Dmytro-Apalkov commented 6 years ago

@godsic One of the failing runs on P100 gave this error: panic: CURAND_STATUS_LAUNCH_FAILURE

goroutine 1 [running, locked to thread]: panic(0x8606e0, 0xc420144288) /home/arne/bin/go/src/runtime/panic.go:500 +0x1a1 github.com/mumax/3/cuda/curand.Generator.GenerateNormal(0x2b6405fafc30, 0x1090e40a000, 0x400, 0x3f80000000000000) /home/arne/src/github.com/mumax/3/cuda/curand/generator.go:41 +0xf8 github.com/mumax/3/engine.(thermField).update(0xe66980) /home/arne/src/github.com/mumax/3/engine/temperature.go:98 +0x23f github.com/mumax/3/engine.(thermField).AddTo(0xe66980, 0xc42007c8c0) /home/arne/src/github.com/mumax/3/engine/temperature.go:50 +0x50 github.com/mumax/3/engine.SetEffectiveField(0xc42007c8c0) /home/arne/src/github.com/mumax/3/engine/effectivefield.go:17 +0x94 github.com/mumax/3/engine.SetLLTorque(0xc42007c8c0) /home/arne/src/github.com/mumax/3/engine/torque.go:48 +0x2f github.com/mumax/3/engine.SetTorque(0xc42007c8c0) /home/arne/src/github.com/mumax/3/engine/torque.go:41 +0x2b github.com/mumax/3/engine.torqueFn(0xc42007c8c0) /home/arne/src/github.com/mumax/3/engine/run.go:93 +0x2b github.com/mumax/3/engine.(Heun).Step(0xf49110) /home/arne/src/github.com/mumax/3/engine/heun.go:26 +0x119 github.com/mumax/3/engine.step(0x843001) /home/arne/src/github.com/mumax/3/engine/run.go:196 +0x39 github.com/mumax/3/engine.runWhile(0xc420071990, 0xc4211cb801) /home/arne/src/github.com/mumax/3/engine/run.go:181 +0x94 github.com/mumax/3/engine.RunWhile(0xc420071990) /home/arne/src/github.com/mumax/3/engine/run.go:172 +0x3c github.com/mumax/3/engine.Run(0x3e112e0be826d695) /home/arne/src/github.com/mumax/3/engine/run.go:158 +0x57 reflect.Value.call(0x845e80, 0xa69ed0, 0x13, 0x8e89d5, 0x4, 0xc4211cb900, 0x1, 0x1, 0x13, 0x845e80, ...) /home/arne/bin/go/src/reflect/value.go:434 +0x5c8 reflect.Value.Call(0x845e80, 0xa69ed0, 0x13, 0xc4211cb900, 0x1, 0x1, 0xa, 0x0, 0x0) /home/arne/bin/go/src/reflect/value.go:302 +0xa4 github.com/mumax/3/script.(call).Eval(0xc420142f90, 0x1, 0x1) /home/arne/src/github.com/mumax/3/script/call.go:61 +0x1c7 github.com/mumax/3/engine.EvalFile(0xc4201428d0) /home/arne/src/github.com/mumax/3/engine/script.go:102 +0x13e main.runFileAndServe(0x7fffee9f8266, 0x7) /home/arne/src/github.com/mumax/3/cmd/mumax3/main.go:144 +0x151 main.main() /home/arne/src/github.com/mumax/3/cmd/mumax3/main.go:89 +0x1ce

godsic commented 6 years ago

@Dmytro-Apalkov Indeed the error you see is common if GPU drivers and (or) versions of CUDA libraries or mumax3 CUDA kernels are not appropriate for the particular GPU. Here you can download a mumax3 binary compiled from the master branch and linked against CUDA9.0.

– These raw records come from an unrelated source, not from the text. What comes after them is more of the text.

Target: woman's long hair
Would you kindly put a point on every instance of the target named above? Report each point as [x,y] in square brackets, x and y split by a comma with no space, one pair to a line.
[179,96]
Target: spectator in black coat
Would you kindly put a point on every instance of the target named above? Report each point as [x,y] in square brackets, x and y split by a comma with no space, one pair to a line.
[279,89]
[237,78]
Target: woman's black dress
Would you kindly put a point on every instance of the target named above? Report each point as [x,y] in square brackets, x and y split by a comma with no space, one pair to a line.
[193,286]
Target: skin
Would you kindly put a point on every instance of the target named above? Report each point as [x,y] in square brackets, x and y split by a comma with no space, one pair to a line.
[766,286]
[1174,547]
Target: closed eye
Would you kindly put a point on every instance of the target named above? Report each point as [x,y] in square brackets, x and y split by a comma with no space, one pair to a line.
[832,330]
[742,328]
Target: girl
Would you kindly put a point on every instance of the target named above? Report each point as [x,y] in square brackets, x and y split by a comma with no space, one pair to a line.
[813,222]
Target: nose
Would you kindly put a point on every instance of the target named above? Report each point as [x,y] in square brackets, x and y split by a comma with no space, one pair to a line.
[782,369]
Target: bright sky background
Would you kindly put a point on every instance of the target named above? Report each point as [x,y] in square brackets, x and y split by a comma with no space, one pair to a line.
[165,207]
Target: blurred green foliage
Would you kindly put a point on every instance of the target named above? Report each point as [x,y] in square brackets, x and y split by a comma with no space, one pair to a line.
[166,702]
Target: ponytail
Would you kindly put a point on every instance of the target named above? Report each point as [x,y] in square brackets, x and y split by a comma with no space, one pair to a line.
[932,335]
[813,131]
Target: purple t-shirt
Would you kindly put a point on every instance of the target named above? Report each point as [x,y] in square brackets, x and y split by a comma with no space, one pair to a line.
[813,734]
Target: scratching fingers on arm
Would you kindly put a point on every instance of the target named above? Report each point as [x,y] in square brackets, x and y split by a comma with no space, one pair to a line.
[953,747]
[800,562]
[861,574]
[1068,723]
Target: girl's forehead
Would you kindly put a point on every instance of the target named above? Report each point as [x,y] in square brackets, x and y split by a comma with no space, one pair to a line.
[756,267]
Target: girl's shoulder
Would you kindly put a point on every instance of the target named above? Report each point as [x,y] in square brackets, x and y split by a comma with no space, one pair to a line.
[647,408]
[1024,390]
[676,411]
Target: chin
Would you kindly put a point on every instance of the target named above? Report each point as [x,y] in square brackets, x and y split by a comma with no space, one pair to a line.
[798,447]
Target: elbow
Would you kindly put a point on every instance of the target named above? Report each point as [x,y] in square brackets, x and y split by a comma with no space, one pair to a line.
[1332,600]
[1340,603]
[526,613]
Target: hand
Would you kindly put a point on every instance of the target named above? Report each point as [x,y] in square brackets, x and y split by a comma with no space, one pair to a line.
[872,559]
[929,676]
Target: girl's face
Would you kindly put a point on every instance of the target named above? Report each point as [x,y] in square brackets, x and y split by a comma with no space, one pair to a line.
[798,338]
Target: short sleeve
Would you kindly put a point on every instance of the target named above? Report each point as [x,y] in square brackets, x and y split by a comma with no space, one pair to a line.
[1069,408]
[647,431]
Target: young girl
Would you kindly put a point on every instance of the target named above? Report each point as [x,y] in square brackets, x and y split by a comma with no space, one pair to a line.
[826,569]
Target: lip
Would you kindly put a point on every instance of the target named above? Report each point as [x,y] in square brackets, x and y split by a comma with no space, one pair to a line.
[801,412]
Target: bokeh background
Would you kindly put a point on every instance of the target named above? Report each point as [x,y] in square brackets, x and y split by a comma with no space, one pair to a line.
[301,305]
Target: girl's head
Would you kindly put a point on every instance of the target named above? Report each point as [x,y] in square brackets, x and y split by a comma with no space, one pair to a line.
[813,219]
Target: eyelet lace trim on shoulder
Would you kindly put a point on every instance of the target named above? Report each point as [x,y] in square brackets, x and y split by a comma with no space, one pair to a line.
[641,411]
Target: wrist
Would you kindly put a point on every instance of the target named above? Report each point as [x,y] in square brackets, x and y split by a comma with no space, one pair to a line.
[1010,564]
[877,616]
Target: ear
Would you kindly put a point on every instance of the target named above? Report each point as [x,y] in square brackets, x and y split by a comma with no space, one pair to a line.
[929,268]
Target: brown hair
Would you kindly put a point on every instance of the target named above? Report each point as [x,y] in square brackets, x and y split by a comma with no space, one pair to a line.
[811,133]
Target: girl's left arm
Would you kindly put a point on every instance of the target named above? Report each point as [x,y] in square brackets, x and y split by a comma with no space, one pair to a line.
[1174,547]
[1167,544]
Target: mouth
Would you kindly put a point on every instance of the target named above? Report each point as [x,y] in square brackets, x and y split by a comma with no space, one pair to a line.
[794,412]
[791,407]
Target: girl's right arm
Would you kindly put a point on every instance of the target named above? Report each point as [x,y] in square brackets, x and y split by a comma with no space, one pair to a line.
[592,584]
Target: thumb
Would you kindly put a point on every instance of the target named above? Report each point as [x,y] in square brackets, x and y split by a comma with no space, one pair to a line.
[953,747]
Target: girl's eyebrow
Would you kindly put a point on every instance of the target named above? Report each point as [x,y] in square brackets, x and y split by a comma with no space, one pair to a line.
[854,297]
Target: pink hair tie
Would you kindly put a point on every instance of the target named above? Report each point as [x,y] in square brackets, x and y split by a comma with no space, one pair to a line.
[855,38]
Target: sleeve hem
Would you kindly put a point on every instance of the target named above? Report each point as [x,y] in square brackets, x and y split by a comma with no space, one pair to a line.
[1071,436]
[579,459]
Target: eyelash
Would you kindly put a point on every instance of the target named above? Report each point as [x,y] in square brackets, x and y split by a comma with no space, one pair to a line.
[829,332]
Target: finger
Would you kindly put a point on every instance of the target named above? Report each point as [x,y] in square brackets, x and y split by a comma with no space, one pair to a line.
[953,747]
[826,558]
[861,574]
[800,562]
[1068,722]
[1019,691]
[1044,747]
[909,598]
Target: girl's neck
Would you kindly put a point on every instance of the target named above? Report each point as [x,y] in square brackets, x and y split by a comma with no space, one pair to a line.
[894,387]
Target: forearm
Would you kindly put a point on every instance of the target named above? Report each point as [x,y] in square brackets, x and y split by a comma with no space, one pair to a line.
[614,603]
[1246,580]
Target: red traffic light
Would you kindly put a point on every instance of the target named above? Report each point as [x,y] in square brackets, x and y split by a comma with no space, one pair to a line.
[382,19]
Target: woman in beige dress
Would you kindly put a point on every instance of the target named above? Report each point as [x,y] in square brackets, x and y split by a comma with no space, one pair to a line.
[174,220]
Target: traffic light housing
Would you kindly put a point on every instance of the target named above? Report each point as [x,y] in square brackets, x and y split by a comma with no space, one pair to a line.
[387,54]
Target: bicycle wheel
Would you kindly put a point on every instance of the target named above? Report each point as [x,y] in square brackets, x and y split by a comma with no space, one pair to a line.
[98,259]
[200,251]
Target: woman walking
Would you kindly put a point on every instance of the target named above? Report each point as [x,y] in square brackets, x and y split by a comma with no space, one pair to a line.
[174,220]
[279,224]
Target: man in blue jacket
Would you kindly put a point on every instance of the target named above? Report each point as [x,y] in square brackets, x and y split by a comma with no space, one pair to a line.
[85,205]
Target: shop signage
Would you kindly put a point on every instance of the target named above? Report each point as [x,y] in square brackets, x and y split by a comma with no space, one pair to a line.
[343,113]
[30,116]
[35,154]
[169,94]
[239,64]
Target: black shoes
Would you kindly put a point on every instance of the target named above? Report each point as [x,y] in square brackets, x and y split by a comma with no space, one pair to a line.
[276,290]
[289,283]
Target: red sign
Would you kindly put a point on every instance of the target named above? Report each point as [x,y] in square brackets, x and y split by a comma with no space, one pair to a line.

Dmytro-Apalkov commented 6 years ago

@godsic , Thank you! I will test it out.

Dmytro-Apalkov commented 6 years ago

@godsic Sorry for being away for quite some time. I was busy with something else. Anyway, I have just tested the version that you compiled for CUDA9.0. It works just fine on all the cards. Thank you!